Lorsque la Chambre prend une telle décision à l’unanimité, le fait est consigné dans le compte rendu
officiel [337].
Selon toute apparence, c’est pour passer outre aux exigences du Règlement en matière d’avis qu’on a recours
le plus fréquemment au consentement unanime [338] .
Par exemple, on le demande pour déroger à l’obligation de fournir un avis pour les motions de fond [339] ,
lesquelles peuvent ensuite être soumises à la décision de la Chambre. On a présenté des projets de loi
sans avoir déposé l’avis requis [340] ;
de même, après avoir obtenu le consentement unanime, on a présenté et réglé des motions autorisant
des comités à voyager ou à modifier leur composition (ce qu’on appelle les questions d’ordre administratif) [341] .
Il n’est pas rare non plus qu’un rapport de comité soit présenté et adopté le même jour avec
le consentement unanime de la Chambre [342] .
On a aussi demandé le consentement unanime pour présenter sans avis une motion visant à modifier le Règlement;
le consentement a été accordé, et la motion adoptée sans débat [343] .
En règle générale, on obtient le consentement unanime pour accélérer les affaires courantes ou pour
permettre des échanges de politesses à la Chambre.
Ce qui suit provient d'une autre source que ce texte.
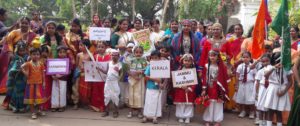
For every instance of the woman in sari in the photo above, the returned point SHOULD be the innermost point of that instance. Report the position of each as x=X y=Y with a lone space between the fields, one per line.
x=24 y=34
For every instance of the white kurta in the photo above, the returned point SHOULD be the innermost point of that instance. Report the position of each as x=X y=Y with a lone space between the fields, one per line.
x=153 y=105
x=58 y=94
x=111 y=88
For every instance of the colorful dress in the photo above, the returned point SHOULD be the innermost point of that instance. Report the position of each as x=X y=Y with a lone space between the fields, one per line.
x=97 y=88
x=34 y=93
x=16 y=84
x=137 y=87
x=8 y=47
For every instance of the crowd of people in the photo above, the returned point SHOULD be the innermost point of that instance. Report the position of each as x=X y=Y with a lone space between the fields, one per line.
x=228 y=78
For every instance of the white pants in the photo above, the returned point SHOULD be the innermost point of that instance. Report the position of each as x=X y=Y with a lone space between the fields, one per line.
x=58 y=94
x=184 y=110
x=214 y=112
x=152 y=106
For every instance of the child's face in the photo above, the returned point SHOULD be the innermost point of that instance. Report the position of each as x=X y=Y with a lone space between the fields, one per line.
x=213 y=58
x=81 y=47
x=265 y=61
x=163 y=52
x=154 y=58
x=129 y=49
x=101 y=48
x=62 y=53
x=138 y=52
x=246 y=58
x=35 y=56
x=21 y=52
x=187 y=62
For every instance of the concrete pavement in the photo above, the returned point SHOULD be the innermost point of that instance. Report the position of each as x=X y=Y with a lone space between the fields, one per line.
x=85 y=117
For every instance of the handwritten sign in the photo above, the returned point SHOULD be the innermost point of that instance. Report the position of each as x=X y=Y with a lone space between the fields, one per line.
x=184 y=77
x=100 y=34
x=92 y=74
x=58 y=66
x=160 y=69
x=143 y=38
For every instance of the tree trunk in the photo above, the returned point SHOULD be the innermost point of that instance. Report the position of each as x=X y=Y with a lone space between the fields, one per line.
x=166 y=5
x=133 y=9
x=73 y=8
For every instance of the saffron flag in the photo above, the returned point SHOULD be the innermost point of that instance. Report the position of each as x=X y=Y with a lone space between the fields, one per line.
x=281 y=26
x=259 y=31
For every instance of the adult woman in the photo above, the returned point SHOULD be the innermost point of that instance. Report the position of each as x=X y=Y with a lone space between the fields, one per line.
x=13 y=37
x=51 y=38
x=185 y=42
x=216 y=42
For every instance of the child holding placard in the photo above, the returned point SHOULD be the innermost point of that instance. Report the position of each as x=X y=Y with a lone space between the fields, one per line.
x=184 y=97
x=214 y=88
x=136 y=81
x=59 y=86
x=153 y=107
x=81 y=89
x=97 y=88
x=34 y=72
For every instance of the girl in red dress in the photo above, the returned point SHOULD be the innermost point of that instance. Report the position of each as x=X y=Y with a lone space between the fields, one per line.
x=185 y=96
x=97 y=88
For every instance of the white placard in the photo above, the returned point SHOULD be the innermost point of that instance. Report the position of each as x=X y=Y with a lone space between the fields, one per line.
x=58 y=66
x=160 y=69
x=184 y=77
x=92 y=74
x=100 y=34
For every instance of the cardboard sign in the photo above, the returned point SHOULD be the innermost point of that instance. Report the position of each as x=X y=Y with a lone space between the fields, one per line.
x=143 y=38
x=184 y=77
x=92 y=74
x=160 y=69
x=100 y=34
x=58 y=66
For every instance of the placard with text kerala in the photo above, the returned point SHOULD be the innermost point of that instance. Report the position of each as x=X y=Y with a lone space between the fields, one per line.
x=184 y=77
x=160 y=69
x=100 y=34
x=58 y=66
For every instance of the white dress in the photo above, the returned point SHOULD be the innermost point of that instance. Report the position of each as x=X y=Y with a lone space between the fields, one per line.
x=111 y=88
x=270 y=98
x=246 y=91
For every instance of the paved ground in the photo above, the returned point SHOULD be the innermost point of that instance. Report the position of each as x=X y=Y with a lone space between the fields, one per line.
x=84 y=117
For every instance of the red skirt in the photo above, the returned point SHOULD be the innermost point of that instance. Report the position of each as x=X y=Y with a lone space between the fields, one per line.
x=84 y=91
x=97 y=96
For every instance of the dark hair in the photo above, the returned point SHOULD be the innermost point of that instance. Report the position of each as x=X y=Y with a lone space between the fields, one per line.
x=154 y=21
x=250 y=32
x=86 y=42
x=77 y=22
x=60 y=27
x=44 y=48
x=2 y=11
x=230 y=29
x=155 y=53
x=57 y=36
x=119 y=23
x=33 y=50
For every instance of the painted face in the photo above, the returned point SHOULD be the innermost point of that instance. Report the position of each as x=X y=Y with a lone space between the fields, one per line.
x=238 y=30
x=50 y=29
x=138 y=52
x=62 y=53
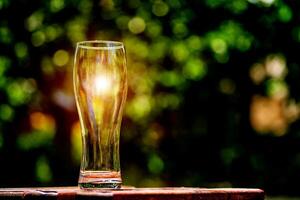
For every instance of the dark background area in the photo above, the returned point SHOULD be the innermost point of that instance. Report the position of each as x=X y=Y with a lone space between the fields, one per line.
x=213 y=98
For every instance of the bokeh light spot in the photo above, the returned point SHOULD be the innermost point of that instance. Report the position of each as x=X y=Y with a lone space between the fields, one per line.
x=6 y=112
x=60 y=58
x=136 y=25
x=56 y=5
x=194 y=69
x=218 y=45
x=160 y=8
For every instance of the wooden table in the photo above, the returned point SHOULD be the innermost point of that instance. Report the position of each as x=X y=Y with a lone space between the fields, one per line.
x=177 y=193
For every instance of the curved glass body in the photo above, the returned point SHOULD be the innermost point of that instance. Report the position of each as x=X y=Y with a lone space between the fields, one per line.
x=100 y=85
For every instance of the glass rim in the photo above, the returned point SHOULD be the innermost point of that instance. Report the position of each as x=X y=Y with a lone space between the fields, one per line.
x=103 y=44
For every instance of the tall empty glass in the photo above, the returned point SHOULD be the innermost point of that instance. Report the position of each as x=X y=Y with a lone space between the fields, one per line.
x=100 y=85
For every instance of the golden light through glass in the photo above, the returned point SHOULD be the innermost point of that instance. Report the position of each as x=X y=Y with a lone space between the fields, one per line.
x=100 y=85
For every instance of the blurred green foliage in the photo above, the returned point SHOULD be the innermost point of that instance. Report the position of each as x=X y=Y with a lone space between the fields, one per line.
x=212 y=101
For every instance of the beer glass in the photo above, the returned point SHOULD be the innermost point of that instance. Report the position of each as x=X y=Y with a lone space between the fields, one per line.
x=100 y=86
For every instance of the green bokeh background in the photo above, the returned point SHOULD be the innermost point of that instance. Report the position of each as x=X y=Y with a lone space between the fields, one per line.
x=213 y=99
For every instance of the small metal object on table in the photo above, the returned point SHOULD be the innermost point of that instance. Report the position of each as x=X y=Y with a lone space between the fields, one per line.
x=171 y=193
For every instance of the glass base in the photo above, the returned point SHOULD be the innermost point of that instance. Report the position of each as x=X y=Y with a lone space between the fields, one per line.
x=99 y=180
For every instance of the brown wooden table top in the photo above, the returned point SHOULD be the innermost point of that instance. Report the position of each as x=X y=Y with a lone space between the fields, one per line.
x=174 y=193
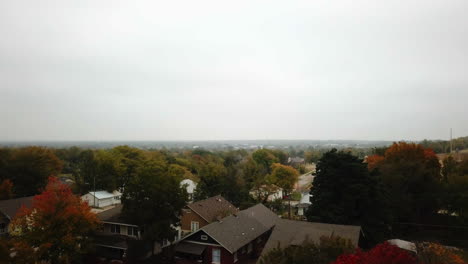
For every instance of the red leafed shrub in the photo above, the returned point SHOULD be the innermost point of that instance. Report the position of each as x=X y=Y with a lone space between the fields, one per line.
x=381 y=254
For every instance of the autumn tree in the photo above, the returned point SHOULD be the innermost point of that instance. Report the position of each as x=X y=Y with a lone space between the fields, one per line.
x=30 y=168
x=212 y=180
x=265 y=158
x=411 y=175
x=130 y=159
x=153 y=200
x=6 y=190
x=59 y=223
x=345 y=192
x=284 y=177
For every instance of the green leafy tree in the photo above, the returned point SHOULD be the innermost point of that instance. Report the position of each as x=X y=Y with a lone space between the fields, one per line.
x=130 y=159
x=265 y=158
x=153 y=200
x=30 y=168
x=324 y=252
x=6 y=190
x=284 y=177
x=411 y=175
x=212 y=181
x=345 y=192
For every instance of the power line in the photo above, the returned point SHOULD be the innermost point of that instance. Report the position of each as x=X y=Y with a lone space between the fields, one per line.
x=417 y=224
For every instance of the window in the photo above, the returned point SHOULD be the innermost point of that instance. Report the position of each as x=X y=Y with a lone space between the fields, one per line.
x=115 y=229
x=194 y=226
x=132 y=231
x=216 y=255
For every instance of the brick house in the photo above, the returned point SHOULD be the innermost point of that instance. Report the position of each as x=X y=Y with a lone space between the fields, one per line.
x=116 y=233
x=235 y=238
x=199 y=214
x=8 y=210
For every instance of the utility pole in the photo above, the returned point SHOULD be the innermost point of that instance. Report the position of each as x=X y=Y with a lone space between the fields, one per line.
x=451 y=145
x=94 y=187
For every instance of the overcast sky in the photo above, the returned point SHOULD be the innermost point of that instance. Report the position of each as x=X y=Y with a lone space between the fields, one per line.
x=203 y=70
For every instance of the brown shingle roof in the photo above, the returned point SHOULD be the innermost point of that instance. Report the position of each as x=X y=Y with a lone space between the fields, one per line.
x=213 y=208
x=11 y=207
x=290 y=232
x=113 y=215
x=236 y=231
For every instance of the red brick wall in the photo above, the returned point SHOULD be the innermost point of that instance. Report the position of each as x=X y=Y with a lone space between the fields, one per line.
x=226 y=257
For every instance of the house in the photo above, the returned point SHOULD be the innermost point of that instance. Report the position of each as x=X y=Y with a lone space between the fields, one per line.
x=8 y=210
x=296 y=161
x=204 y=212
x=303 y=204
x=403 y=244
x=117 y=235
x=190 y=186
x=294 y=233
x=102 y=199
x=274 y=193
x=234 y=238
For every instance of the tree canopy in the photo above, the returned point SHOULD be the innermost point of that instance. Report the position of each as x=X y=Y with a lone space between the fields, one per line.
x=58 y=224
x=345 y=192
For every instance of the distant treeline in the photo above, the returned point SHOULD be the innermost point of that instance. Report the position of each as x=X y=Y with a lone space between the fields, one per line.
x=443 y=146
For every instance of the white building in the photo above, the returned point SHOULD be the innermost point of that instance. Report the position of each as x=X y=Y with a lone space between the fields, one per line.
x=102 y=199
x=190 y=187
x=303 y=204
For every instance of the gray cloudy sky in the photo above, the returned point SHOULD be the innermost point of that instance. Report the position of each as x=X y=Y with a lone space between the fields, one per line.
x=169 y=70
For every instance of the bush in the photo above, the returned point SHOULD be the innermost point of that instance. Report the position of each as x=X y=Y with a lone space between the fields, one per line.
x=432 y=253
x=327 y=250
x=381 y=254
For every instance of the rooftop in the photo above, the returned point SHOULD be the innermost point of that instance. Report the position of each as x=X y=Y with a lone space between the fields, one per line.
x=213 y=208
x=235 y=231
x=113 y=215
x=105 y=194
x=290 y=232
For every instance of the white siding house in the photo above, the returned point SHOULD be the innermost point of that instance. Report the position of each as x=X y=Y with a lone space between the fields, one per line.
x=190 y=187
x=102 y=199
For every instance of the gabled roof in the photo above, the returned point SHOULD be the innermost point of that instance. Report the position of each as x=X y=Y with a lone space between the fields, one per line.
x=10 y=207
x=113 y=215
x=290 y=232
x=104 y=194
x=213 y=208
x=236 y=231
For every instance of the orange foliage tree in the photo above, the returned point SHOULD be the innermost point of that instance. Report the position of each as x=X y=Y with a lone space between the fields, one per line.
x=6 y=190
x=411 y=174
x=59 y=223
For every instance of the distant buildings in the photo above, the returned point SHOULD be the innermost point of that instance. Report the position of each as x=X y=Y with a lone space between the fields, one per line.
x=101 y=199
x=190 y=186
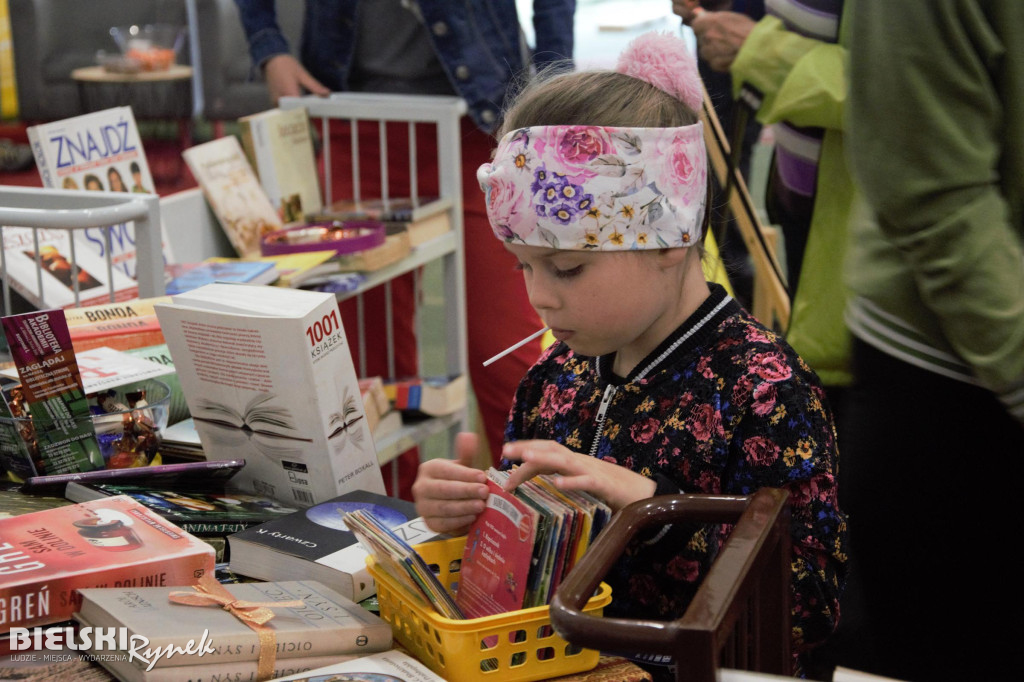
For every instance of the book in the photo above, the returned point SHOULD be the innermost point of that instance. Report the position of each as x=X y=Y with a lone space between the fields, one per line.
x=293 y=268
x=233 y=193
x=170 y=475
x=116 y=542
x=398 y=209
x=327 y=624
x=317 y=544
x=161 y=354
x=239 y=671
x=201 y=510
x=123 y=326
x=100 y=151
x=433 y=396
x=238 y=270
x=498 y=558
x=268 y=378
x=393 y=666
x=42 y=268
x=279 y=143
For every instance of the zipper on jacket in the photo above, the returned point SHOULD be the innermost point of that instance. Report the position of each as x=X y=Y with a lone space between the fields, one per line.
x=602 y=411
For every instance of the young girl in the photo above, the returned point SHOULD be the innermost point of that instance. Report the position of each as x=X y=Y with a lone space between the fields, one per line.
x=659 y=382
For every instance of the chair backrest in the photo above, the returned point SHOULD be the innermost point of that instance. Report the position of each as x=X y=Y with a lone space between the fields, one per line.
x=51 y=38
x=739 y=616
x=225 y=87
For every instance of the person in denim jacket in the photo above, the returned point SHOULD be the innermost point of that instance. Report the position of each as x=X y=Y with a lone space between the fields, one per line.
x=472 y=49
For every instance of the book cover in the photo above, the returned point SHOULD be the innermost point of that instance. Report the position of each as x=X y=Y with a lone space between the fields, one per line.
x=268 y=377
x=100 y=151
x=233 y=193
x=293 y=268
x=393 y=666
x=42 y=268
x=122 y=326
x=496 y=563
x=434 y=396
x=280 y=146
x=207 y=272
x=197 y=474
x=201 y=510
x=115 y=542
x=315 y=543
x=327 y=624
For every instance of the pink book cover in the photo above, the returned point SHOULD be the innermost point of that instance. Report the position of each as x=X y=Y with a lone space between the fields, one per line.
x=497 y=559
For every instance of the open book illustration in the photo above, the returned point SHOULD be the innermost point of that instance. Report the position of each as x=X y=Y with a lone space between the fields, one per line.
x=259 y=416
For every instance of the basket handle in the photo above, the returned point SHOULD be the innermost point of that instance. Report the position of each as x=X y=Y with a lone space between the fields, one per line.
x=640 y=636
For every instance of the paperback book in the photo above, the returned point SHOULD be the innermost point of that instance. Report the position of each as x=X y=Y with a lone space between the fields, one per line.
x=233 y=193
x=326 y=624
x=268 y=378
x=100 y=151
x=115 y=542
x=280 y=146
x=316 y=543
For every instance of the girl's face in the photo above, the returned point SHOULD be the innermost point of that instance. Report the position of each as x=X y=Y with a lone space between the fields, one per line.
x=626 y=302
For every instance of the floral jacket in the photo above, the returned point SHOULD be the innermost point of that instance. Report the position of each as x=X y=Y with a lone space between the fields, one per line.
x=724 y=406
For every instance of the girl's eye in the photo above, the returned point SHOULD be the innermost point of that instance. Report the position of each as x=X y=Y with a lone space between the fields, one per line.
x=570 y=272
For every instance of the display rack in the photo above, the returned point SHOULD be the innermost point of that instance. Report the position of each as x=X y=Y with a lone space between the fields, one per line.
x=72 y=210
x=443 y=114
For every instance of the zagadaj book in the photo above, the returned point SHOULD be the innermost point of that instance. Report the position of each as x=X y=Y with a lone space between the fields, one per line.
x=46 y=556
x=317 y=544
x=268 y=377
x=326 y=624
x=100 y=151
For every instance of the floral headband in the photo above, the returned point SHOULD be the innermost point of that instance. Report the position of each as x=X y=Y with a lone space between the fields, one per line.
x=584 y=187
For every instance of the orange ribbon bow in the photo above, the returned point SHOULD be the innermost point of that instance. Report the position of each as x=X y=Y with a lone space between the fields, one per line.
x=254 y=613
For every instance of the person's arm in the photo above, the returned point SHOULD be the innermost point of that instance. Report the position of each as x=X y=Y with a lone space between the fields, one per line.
x=925 y=145
x=802 y=80
x=553 y=23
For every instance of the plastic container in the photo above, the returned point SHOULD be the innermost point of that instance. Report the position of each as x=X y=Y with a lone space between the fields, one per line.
x=518 y=646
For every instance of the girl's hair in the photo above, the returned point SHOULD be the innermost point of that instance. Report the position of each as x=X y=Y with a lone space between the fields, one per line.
x=557 y=97
x=554 y=97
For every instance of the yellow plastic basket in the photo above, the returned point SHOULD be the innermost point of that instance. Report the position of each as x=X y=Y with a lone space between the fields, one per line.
x=518 y=646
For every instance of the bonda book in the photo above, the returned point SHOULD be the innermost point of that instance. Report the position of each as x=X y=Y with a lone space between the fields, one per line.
x=268 y=378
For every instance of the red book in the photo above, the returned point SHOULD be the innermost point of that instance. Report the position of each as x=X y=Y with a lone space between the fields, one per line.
x=46 y=556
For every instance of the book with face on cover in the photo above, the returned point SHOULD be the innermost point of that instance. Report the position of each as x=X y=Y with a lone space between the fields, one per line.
x=268 y=378
x=317 y=544
x=100 y=151
x=326 y=624
x=116 y=542
x=233 y=193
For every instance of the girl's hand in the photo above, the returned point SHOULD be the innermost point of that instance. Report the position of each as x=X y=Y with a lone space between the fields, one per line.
x=616 y=485
x=451 y=494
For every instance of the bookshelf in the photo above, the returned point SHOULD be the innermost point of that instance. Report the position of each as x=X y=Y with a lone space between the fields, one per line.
x=443 y=114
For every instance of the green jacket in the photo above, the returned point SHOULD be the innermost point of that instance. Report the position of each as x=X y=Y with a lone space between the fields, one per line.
x=937 y=112
x=804 y=82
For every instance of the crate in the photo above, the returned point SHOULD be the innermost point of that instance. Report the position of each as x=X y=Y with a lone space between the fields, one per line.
x=518 y=646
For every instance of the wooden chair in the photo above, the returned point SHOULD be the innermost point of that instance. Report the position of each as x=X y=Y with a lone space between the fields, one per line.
x=739 y=616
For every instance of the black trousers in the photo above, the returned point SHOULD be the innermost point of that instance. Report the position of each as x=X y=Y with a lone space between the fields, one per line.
x=929 y=468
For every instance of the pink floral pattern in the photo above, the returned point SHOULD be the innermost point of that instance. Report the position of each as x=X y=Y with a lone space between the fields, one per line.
x=598 y=187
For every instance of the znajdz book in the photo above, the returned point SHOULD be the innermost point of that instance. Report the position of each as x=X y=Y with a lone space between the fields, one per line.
x=317 y=544
x=268 y=377
x=48 y=555
x=42 y=269
x=233 y=193
x=326 y=624
x=100 y=151
x=196 y=509
x=280 y=146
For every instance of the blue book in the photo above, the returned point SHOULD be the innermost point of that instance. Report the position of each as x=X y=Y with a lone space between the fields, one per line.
x=251 y=271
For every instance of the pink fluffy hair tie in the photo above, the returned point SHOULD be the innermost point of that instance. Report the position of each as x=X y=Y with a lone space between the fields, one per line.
x=665 y=61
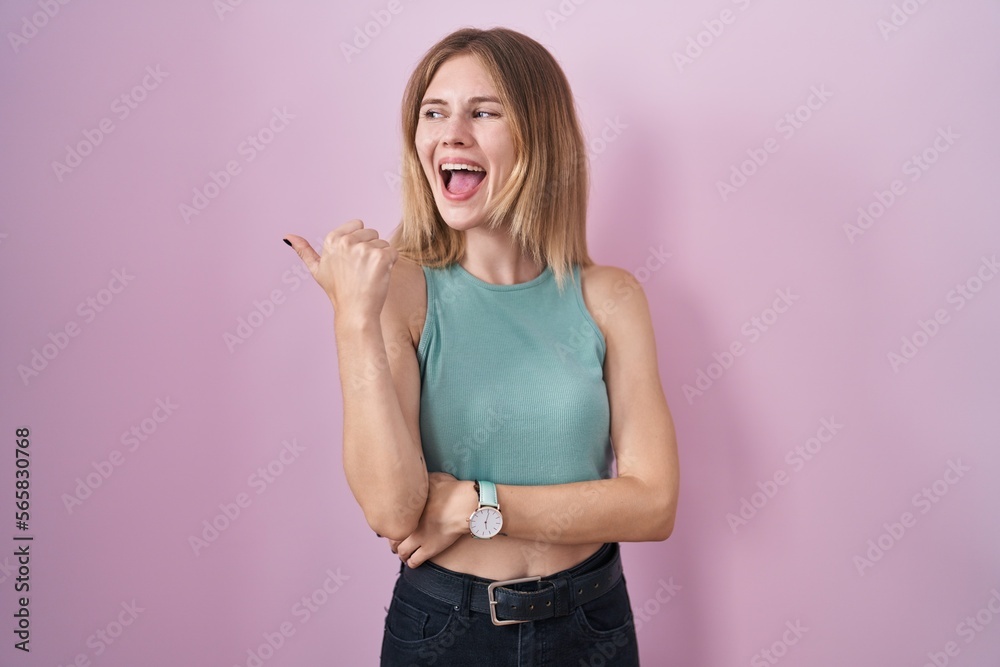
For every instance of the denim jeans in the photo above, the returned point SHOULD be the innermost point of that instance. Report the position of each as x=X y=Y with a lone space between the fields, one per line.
x=421 y=630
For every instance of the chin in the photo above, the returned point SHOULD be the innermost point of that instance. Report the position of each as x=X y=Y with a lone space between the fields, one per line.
x=463 y=223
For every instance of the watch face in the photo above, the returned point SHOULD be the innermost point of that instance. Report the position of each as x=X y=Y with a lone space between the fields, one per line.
x=485 y=522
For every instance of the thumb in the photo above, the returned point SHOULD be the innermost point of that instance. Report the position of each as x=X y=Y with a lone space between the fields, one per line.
x=304 y=250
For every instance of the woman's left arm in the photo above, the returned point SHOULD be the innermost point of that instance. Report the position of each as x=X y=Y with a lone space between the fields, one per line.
x=641 y=502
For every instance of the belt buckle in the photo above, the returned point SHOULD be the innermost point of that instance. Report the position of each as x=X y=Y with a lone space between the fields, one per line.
x=493 y=602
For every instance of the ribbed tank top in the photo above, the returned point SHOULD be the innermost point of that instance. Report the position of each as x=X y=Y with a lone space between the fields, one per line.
x=512 y=381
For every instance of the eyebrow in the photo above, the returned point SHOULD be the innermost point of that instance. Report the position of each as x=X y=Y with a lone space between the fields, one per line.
x=472 y=100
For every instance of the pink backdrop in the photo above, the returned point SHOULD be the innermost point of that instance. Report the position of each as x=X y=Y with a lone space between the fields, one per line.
x=807 y=192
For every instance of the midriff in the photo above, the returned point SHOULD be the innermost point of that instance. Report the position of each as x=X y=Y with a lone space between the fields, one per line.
x=511 y=558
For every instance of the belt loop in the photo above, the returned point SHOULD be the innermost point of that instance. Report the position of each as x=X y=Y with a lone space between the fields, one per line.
x=465 y=605
x=561 y=596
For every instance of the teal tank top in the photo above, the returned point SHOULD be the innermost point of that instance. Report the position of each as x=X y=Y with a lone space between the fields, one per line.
x=512 y=381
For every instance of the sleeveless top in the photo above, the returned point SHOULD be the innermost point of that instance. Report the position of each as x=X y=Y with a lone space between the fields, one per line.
x=512 y=381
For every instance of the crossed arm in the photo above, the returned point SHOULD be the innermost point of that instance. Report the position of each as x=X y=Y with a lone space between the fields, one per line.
x=416 y=510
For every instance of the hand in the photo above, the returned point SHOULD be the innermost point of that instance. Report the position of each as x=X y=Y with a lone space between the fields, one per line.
x=353 y=270
x=450 y=503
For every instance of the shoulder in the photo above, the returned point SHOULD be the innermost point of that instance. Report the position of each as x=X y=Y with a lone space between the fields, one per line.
x=406 y=301
x=614 y=298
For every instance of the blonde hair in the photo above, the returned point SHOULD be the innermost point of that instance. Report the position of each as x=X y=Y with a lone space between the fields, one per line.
x=545 y=198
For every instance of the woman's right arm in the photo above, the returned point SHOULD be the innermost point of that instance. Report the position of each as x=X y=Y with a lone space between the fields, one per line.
x=372 y=295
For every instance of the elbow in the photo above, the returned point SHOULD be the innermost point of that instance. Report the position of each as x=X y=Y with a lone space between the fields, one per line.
x=399 y=518
x=392 y=525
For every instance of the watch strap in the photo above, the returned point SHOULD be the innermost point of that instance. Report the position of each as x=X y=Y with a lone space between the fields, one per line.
x=488 y=494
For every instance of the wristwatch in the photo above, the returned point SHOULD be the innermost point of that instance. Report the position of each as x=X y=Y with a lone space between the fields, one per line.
x=486 y=521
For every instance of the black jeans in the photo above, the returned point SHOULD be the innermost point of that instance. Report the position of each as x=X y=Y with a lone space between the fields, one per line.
x=421 y=630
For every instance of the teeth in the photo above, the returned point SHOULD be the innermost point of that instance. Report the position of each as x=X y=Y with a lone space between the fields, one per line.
x=449 y=166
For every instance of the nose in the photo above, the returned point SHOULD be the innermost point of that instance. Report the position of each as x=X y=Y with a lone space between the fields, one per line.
x=457 y=131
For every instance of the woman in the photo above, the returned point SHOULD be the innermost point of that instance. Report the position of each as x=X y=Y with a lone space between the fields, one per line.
x=491 y=374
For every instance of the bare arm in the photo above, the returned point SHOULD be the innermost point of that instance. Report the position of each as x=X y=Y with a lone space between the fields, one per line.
x=380 y=381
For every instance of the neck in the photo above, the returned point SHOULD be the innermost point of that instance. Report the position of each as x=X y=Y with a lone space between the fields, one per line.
x=494 y=257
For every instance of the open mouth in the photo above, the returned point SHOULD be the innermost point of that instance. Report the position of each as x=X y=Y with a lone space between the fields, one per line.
x=461 y=179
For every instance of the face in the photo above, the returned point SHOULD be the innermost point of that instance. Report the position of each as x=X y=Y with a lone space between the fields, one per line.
x=464 y=141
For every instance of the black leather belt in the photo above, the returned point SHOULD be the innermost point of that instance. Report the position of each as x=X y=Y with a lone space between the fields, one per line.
x=555 y=595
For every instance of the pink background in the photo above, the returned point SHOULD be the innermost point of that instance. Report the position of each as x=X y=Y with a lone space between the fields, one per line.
x=671 y=133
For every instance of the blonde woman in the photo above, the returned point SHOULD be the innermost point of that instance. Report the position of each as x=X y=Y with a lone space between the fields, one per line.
x=492 y=374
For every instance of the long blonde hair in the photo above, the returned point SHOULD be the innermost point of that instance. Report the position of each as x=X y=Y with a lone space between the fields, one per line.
x=545 y=199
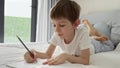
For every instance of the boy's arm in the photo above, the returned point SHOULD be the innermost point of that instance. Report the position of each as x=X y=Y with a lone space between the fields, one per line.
x=100 y=38
x=82 y=59
x=48 y=53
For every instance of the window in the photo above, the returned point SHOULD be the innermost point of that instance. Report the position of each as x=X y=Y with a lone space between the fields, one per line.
x=18 y=17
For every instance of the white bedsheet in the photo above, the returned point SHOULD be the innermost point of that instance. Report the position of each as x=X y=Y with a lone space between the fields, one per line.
x=10 y=54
En cours de débat, on a demandé le consentement unanime
pour prolonger brièvement la durée des discours ou la durée de la période des questions et observations
après les discours [344] ;
pour autoriser le partage du temps de parole [345] ;
pour autoriser un député étant déjà intervenu sur une question à faire des observations
additionnelles [346] ;
et même pour modifier l’ordre habituel d’intervention des députés [347] .
Il arrive fréquemment qu’on organise les travaux de la Chambre en ayant recours au consentement unanime. Il peut s’agir
d’une modification de l’ordre des travaux [348] ,
de la suspension de séances [349] ,
du réaménagement des heures d’ajournement ou des jours de séance [350]
et d’ordres spéciaux concernant la procédure à suivre pour des événements particuliers [351] .
On modifie souvent l’ordre établi des travaux quotidiens de la Chambre, notamment en ce qui concerne la séquence des
Affaires courantes, en demandant le consentement unanime pour revenir à une rubrique des Affaires courantes [352] .
Ainsi, les députés qui, par inadvertance, ont laissé passer l’occasion d’intervenir sous les rubriques
« Dépôt de documents », « Présentation de rapports de comités »,
« Dépôt de projets de loi émanant des députés » et « Présentation
de pétitions » demandent régulièrement et obtiennent souvent le consentement unanime pour revenir à
la rubrique en question.
Avec le consentement unanime de la Chambre, on a fait franchir à des projets de loi plus d’une étape en une seule
journée et on les a renvoyés à un comité plénier plutôt qu’à un comité
permanent [353] ;
on a même obtenu le consentement unanime pour modifier un projet de loi [354] .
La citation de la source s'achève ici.